Before concluding the Lockard appeal, it may be further stated that the evidence admitted by the court to the effect that he, some time in the past, had separated from his wife, and was living apart from her, was incompetent, and should not have been introduced.
2. Briefly considering the appeal by the defendant Morgan, it should be said that instructions 7 and 8, complained of in the Lockard appeal, were not given at his trial. The conspiracy instruction, however, was given, and for that reason alone the judgment against him must be reversed. But, independent of that error, and in the absence of any testimony showing a conspiracy, we have searched the record in vain to find any fact or circumstance connecting him with the shooting of deceased by Lockard. No motive for the killing is shown against him, and nothing occurred throughout the fatal night to show that he entertained any evil designs against the deceased, and certainly nothing happened at the time of the killing to make him an accessory before the fact, or in any wise to connect him therewith as an aider or abetter. It is useless for us to repeat that before one's life or liberty may be taken from him there must be at least some proof that he has committed the crime with which he is charged.

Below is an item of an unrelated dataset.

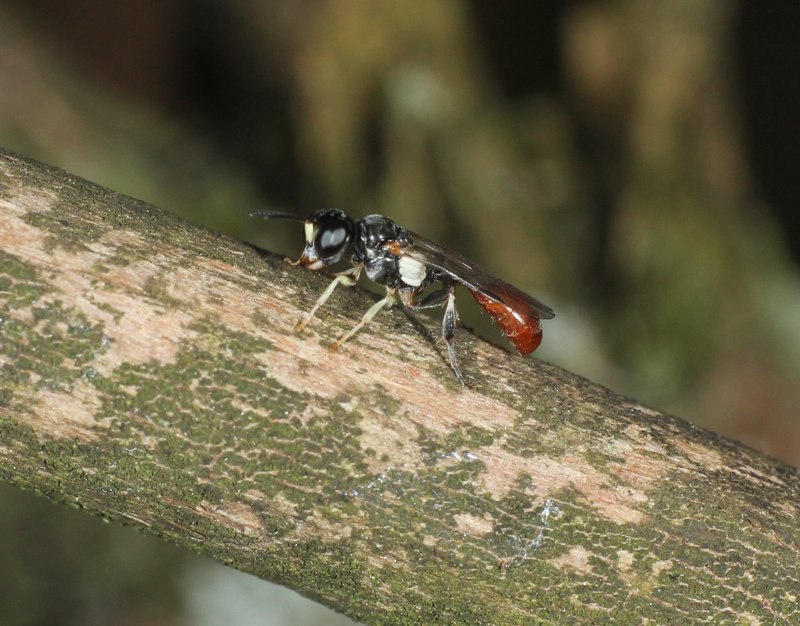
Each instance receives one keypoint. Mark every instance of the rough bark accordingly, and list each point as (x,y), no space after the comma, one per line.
(150,374)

The fact that Morgan was present, as were also many others, when Lockard did the shooting, and that he may have been associated with him beforehand, while engaged in entirely independent maters, are not sufficient to support the verdict of conviction, and, if the evidence should be in substance the same upon another trial of the appellant Morgan, the court should direct the jury to acquit him.
Wherefore the judgment in each appeal is reversed, with directions to grant a new trial in each case, and for proceedings not inconsistent with this opinion.
LOCKARD v. COMMONWEALTH. MORGAN v. COMMONWEALTH.